January 25, 2005

I. O. ME:

A Hamiltonian solution to Social Security's bankruptcy (Jack Kemp, January 24, 2005, Townhall)

According the Social Security trustees, by 2042, Social Security's debt obligation to beneficiaries will exceed its claim on the U.S. Treasury. The solution to Social Security's insolvency is not to repudiate the debt incurred when the government misappropriated workers' payroll tax contributions by using them to pay current retirees' benefits rather than allowing workers to invest the money to pre-fund their own retirement. The solution is not to cut Social Security benefits from what is promised to what is "payable." And the solution is not to raise taxes or to increase the retirement age.

The solution is to refinance the federal government's debt obligation to workers and retirees. As a new report from the Institute for Policy Innovation by Lawrence Hunter points out, the most rational way to do that would be to allow workers to save half of the payroll tax contributions in personal retirement accounts through which they could invest in real assets. To the extent that creates a cash-flow shortage, Congress could have workers lend the federal government whatever funds are needed to pay all current Social Security benefits. In exchange for the loan, the federal government would deposit into the taxpayer's personal-retirement-accounts inflation-protected, interest-bearing long-term federal bonds backed by the full faith and credit of the United States with no restrictions on the right of the account holder to resell the bonds in secondary bond markets.

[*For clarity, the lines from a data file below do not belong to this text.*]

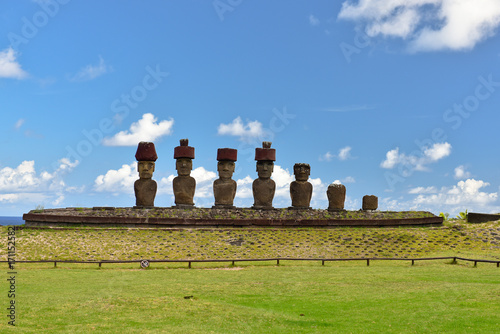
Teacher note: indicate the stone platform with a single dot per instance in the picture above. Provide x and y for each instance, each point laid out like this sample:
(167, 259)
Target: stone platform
(220, 218)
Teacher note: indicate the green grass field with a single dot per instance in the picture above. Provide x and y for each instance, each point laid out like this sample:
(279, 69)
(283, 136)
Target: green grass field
(295, 297)
(257, 297)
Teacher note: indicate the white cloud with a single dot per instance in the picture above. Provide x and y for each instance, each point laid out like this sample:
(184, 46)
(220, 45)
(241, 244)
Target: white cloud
(118, 181)
(244, 189)
(90, 72)
(349, 179)
(246, 132)
(326, 157)
(23, 184)
(345, 153)
(464, 195)
(19, 123)
(428, 25)
(9, 67)
(461, 173)
(422, 190)
(313, 20)
(429, 155)
(24, 177)
(146, 129)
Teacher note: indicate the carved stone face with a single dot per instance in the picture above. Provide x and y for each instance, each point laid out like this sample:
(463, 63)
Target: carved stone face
(184, 166)
(225, 169)
(265, 169)
(301, 172)
(145, 169)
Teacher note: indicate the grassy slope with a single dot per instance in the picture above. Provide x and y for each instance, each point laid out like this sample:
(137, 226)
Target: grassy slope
(389, 297)
(298, 298)
(482, 240)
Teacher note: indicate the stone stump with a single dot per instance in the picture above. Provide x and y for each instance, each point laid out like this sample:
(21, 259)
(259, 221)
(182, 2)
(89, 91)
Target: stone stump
(370, 202)
(336, 197)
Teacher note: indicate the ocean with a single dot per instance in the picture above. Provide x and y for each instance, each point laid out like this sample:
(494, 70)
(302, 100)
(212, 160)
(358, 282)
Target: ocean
(11, 221)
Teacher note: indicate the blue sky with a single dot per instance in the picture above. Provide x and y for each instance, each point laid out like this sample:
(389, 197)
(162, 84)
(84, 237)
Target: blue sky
(397, 99)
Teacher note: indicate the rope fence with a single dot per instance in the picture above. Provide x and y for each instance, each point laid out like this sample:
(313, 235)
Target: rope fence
(277, 260)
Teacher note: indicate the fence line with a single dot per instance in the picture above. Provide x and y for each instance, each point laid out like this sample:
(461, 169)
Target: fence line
(233, 261)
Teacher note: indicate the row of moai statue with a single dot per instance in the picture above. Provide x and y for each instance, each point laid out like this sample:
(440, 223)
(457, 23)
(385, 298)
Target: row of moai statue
(224, 187)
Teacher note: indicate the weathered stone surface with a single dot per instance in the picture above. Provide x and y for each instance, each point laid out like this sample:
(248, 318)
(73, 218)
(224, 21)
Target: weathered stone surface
(263, 188)
(145, 192)
(224, 186)
(263, 193)
(336, 196)
(184, 185)
(224, 192)
(146, 152)
(266, 153)
(370, 202)
(145, 188)
(301, 189)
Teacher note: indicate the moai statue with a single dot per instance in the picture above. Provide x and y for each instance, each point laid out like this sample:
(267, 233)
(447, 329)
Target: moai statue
(184, 184)
(224, 186)
(145, 187)
(370, 203)
(301, 189)
(263, 187)
(336, 197)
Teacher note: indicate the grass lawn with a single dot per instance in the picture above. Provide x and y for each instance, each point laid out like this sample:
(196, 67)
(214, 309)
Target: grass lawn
(295, 297)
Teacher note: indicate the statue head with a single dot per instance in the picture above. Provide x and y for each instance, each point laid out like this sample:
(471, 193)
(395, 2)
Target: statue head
(184, 166)
(145, 169)
(301, 171)
(225, 169)
(146, 157)
(265, 169)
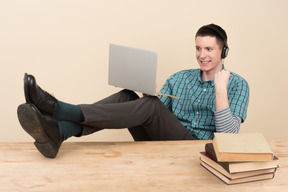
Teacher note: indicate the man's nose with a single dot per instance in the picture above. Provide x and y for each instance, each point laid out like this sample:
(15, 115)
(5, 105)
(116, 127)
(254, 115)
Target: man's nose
(202, 54)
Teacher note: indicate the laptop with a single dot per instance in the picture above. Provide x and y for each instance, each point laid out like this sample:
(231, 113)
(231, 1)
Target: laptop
(133, 69)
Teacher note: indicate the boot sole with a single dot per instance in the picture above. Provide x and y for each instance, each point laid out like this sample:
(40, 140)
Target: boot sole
(31, 123)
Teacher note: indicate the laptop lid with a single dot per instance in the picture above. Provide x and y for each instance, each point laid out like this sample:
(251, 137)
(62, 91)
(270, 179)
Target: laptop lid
(132, 68)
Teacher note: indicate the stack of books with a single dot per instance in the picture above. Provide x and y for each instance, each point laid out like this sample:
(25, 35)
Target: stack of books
(239, 158)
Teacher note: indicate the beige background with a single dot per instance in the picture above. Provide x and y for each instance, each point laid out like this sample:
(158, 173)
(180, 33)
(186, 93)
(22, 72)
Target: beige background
(65, 45)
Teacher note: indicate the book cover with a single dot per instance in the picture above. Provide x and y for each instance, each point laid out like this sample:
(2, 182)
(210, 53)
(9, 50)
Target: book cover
(241, 147)
(234, 167)
(204, 157)
(239, 180)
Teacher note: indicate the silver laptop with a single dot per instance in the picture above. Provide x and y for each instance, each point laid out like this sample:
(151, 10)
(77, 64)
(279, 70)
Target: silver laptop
(134, 69)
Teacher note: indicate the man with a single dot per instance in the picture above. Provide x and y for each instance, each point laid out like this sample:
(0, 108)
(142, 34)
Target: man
(211, 100)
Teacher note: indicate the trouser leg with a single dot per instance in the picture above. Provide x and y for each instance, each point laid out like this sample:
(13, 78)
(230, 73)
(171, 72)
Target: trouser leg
(158, 122)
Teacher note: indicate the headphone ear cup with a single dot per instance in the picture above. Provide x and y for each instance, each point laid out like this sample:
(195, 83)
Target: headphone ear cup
(225, 51)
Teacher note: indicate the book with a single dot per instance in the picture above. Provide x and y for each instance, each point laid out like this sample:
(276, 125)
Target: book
(230, 181)
(241, 147)
(209, 157)
(205, 158)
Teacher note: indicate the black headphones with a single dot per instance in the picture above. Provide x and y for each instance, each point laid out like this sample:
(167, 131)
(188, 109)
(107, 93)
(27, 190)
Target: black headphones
(225, 49)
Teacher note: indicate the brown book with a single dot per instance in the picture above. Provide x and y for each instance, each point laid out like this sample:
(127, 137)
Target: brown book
(235, 167)
(204, 157)
(241, 147)
(230, 181)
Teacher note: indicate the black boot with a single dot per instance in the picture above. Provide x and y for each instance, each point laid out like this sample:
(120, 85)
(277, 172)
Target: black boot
(44, 129)
(44, 101)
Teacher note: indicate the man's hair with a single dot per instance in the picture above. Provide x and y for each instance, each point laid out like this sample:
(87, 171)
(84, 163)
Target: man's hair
(214, 31)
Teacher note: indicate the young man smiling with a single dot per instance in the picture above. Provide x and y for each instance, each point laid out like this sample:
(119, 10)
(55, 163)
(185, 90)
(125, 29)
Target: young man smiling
(211, 100)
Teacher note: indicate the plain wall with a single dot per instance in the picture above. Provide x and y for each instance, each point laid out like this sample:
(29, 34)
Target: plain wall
(64, 44)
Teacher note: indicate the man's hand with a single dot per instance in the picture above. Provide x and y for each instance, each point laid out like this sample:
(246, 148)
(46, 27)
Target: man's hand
(221, 81)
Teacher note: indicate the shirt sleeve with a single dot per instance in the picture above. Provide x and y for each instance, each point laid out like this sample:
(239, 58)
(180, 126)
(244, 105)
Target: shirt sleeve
(226, 122)
(166, 89)
(238, 95)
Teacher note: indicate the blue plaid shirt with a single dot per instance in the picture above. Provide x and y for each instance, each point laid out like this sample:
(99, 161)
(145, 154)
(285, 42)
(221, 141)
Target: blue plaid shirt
(197, 103)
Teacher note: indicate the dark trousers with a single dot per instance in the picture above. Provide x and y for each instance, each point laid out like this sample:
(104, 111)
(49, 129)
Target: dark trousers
(146, 118)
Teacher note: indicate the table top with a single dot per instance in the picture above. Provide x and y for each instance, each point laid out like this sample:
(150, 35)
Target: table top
(124, 166)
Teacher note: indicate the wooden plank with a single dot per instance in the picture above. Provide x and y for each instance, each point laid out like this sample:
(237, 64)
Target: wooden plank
(123, 166)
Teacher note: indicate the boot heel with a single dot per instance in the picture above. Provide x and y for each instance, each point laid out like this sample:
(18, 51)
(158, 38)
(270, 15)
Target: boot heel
(48, 149)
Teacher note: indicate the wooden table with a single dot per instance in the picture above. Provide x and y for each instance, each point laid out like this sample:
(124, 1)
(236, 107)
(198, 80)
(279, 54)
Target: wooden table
(123, 166)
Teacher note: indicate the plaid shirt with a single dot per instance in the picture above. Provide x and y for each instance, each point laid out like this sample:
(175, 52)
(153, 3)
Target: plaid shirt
(197, 104)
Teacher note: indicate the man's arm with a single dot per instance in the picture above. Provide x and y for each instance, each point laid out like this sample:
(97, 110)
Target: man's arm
(224, 120)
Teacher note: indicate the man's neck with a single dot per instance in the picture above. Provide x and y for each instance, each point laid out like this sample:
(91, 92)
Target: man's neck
(209, 75)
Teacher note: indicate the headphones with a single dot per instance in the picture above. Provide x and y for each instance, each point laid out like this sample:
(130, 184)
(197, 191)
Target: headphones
(225, 49)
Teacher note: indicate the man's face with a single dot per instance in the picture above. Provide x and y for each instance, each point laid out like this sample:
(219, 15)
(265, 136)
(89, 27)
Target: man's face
(208, 55)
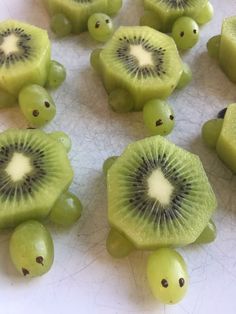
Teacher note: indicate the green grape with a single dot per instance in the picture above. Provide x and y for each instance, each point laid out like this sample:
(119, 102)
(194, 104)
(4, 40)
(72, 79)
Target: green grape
(114, 6)
(120, 101)
(213, 46)
(186, 77)
(100, 27)
(150, 19)
(94, 60)
(37, 105)
(205, 15)
(56, 75)
(108, 163)
(31, 249)
(117, 245)
(62, 138)
(67, 210)
(6, 99)
(167, 275)
(211, 131)
(185, 32)
(158, 117)
(208, 235)
(60, 25)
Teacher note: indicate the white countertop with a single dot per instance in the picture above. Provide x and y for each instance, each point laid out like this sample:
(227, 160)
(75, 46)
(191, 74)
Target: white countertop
(84, 278)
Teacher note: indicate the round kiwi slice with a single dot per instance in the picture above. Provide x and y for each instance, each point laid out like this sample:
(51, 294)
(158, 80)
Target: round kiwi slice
(159, 194)
(24, 56)
(34, 172)
(167, 11)
(143, 62)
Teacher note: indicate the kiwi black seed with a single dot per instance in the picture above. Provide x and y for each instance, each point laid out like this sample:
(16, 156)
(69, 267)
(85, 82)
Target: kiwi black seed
(24, 51)
(158, 194)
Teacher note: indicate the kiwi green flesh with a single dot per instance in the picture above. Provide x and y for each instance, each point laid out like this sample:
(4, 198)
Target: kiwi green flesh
(34, 172)
(143, 62)
(77, 11)
(167, 11)
(227, 50)
(24, 56)
(159, 195)
(226, 144)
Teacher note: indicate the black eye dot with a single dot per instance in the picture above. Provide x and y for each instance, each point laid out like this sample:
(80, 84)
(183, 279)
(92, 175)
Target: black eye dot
(97, 25)
(181, 282)
(35, 113)
(164, 283)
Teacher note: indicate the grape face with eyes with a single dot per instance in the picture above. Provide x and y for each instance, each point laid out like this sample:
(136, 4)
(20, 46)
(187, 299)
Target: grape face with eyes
(37, 105)
(158, 117)
(185, 33)
(100, 27)
(167, 275)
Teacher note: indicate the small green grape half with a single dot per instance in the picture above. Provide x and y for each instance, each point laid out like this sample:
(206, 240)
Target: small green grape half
(108, 163)
(213, 46)
(6, 99)
(100, 27)
(56, 74)
(117, 245)
(37, 105)
(62, 138)
(31, 249)
(208, 235)
(67, 210)
(211, 131)
(185, 33)
(60, 25)
(186, 77)
(205, 15)
(158, 117)
(167, 275)
(121, 101)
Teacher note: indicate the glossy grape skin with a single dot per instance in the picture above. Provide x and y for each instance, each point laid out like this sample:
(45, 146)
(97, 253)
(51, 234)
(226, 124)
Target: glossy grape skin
(108, 163)
(7, 100)
(167, 275)
(117, 245)
(120, 101)
(100, 27)
(67, 210)
(56, 74)
(185, 33)
(37, 105)
(211, 131)
(31, 249)
(158, 117)
(186, 77)
(60, 25)
(213, 46)
(62, 138)
(208, 235)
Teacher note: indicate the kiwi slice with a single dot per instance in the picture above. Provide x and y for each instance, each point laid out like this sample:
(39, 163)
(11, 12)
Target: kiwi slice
(159, 194)
(34, 172)
(226, 145)
(227, 50)
(24, 55)
(167, 11)
(77, 11)
(143, 62)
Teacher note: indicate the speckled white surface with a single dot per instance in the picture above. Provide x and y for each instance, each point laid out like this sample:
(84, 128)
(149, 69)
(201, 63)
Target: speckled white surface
(84, 279)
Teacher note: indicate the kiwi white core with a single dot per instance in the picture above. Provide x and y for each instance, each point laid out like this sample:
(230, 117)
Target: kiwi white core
(10, 44)
(144, 57)
(159, 187)
(18, 167)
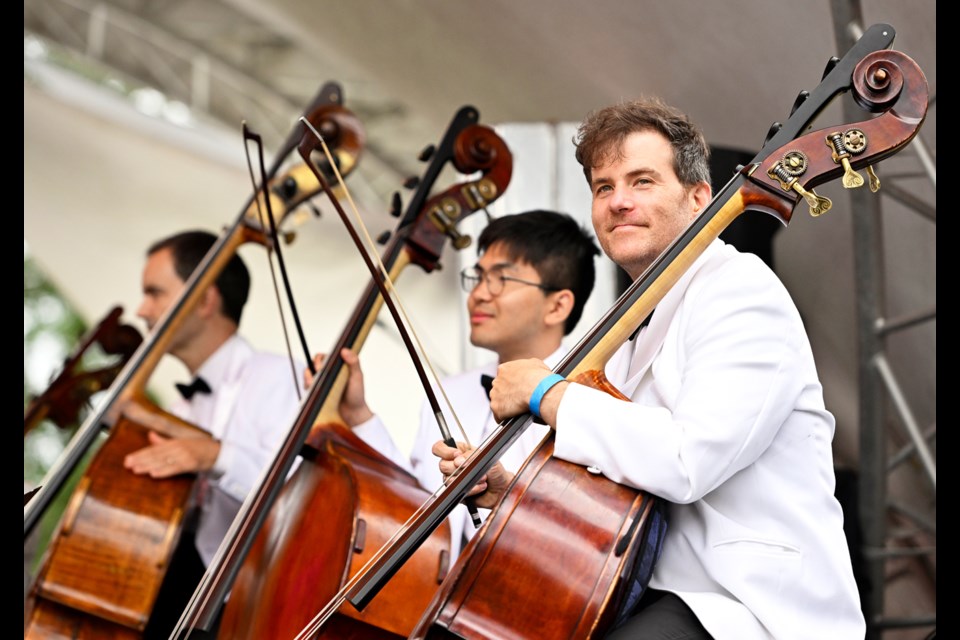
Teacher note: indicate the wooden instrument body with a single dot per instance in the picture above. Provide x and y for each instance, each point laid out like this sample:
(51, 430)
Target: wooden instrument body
(337, 509)
(103, 570)
(113, 543)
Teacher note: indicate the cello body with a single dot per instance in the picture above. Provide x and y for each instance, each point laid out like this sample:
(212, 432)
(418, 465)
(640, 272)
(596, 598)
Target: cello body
(105, 565)
(338, 509)
(556, 558)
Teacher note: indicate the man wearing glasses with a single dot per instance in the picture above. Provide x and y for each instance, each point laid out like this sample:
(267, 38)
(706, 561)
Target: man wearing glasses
(526, 292)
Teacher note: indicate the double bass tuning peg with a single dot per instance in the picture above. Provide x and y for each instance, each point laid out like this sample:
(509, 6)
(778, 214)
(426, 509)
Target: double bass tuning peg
(396, 206)
(427, 153)
(801, 98)
(831, 63)
(774, 128)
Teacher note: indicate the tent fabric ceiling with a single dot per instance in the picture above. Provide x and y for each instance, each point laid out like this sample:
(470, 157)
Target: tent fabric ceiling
(98, 175)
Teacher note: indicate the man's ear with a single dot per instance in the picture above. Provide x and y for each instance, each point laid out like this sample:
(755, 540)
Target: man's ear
(700, 196)
(560, 305)
(211, 303)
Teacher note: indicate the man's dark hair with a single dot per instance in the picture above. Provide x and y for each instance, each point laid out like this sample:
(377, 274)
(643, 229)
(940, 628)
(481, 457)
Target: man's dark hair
(552, 243)
(601, 134)
(189, 248)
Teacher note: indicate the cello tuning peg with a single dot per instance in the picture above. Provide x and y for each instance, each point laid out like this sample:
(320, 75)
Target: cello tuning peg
(801, 98)
(288, 188)
(427, 153)
(831, 63)
(774, 129)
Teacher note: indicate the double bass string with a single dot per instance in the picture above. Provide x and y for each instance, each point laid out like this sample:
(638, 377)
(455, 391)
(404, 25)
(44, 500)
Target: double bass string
(419, 353)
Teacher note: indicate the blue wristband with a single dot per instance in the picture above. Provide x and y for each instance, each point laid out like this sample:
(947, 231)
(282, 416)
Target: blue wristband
(545, 385)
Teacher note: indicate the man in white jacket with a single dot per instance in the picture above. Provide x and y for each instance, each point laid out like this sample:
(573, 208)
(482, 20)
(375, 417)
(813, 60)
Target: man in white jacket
(727, 420)
(246, 399)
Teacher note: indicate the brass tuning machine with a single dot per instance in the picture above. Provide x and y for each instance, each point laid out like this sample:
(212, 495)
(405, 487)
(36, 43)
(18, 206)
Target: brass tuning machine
(445, 215)
(786, 171)
(845, 145)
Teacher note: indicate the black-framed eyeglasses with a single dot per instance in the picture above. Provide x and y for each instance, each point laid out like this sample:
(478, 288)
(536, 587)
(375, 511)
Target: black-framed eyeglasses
(495, 280)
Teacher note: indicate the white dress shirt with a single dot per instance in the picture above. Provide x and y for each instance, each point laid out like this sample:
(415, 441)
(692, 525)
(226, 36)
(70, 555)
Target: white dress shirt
(472, 406)
(250, 409)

Refinancing the Social Security liability in this way would not cause a short-term shock to the bond market or create upward pressure on interest rates because the government would simply issue new bonds to refinance an old debt obligation as Hamilton did. Nor would this approach threaten financial markets over the long run since the future financial obligation represented by the Social Security liability is already reflected in the current price of federal bonds, and any new forays outside retirement accounts into financial markets would be relatively small compared to the size of the economy.

Since new federal bonds issued to personal retirement accounts would simply refinance an already existing liability, no net increase in federal indebtedness results. There are no "transition costs" involved. Refinancing the Social Security liability through new-issue federal bonds would not entail new debt; in fact, it would make it possible to pay off debt and leave Social Security financially sound in perpetuity. To paraphrase Hamilton, debt incurred to refinance Social Security would be to us a "national blessing" as we create a truly democratic, capitalistic shareholder society.


Especially as we transition to accounts, folks are going to want U.S. bonds.

Posted by Orrin Judd at January 25, 2005 6:11 AM
Comments

The sheer obfuscation in the Social Security debate drives me bonkers. It is a pay-as-we-go system, in which current tax receipts are used to pay current recipients. In order to hide this fact, the government solemnly writes itself checks that it promises itself to pay. Then, depending on the context, it can be defended as a pay-as-we-go system or as a funded vested system. The truth is that, in 2018, the government will stop collecting FICA taxes sufficient to cover Social Security payments and will have to find the money somewhere else. The only solutions are to cut other spending, raise taxes or borrow. Guess which of the three definitely won't be used. There is a crisis coming, and it's coming tomorrow.

Posted by: David Cohen at January 25, 2005 9:10 AM

Clearly, this is incomlete. Despite what he says, the old benefit formulas cannot hold up. We must trasition from a defined benefit plan to a defined contribution plan.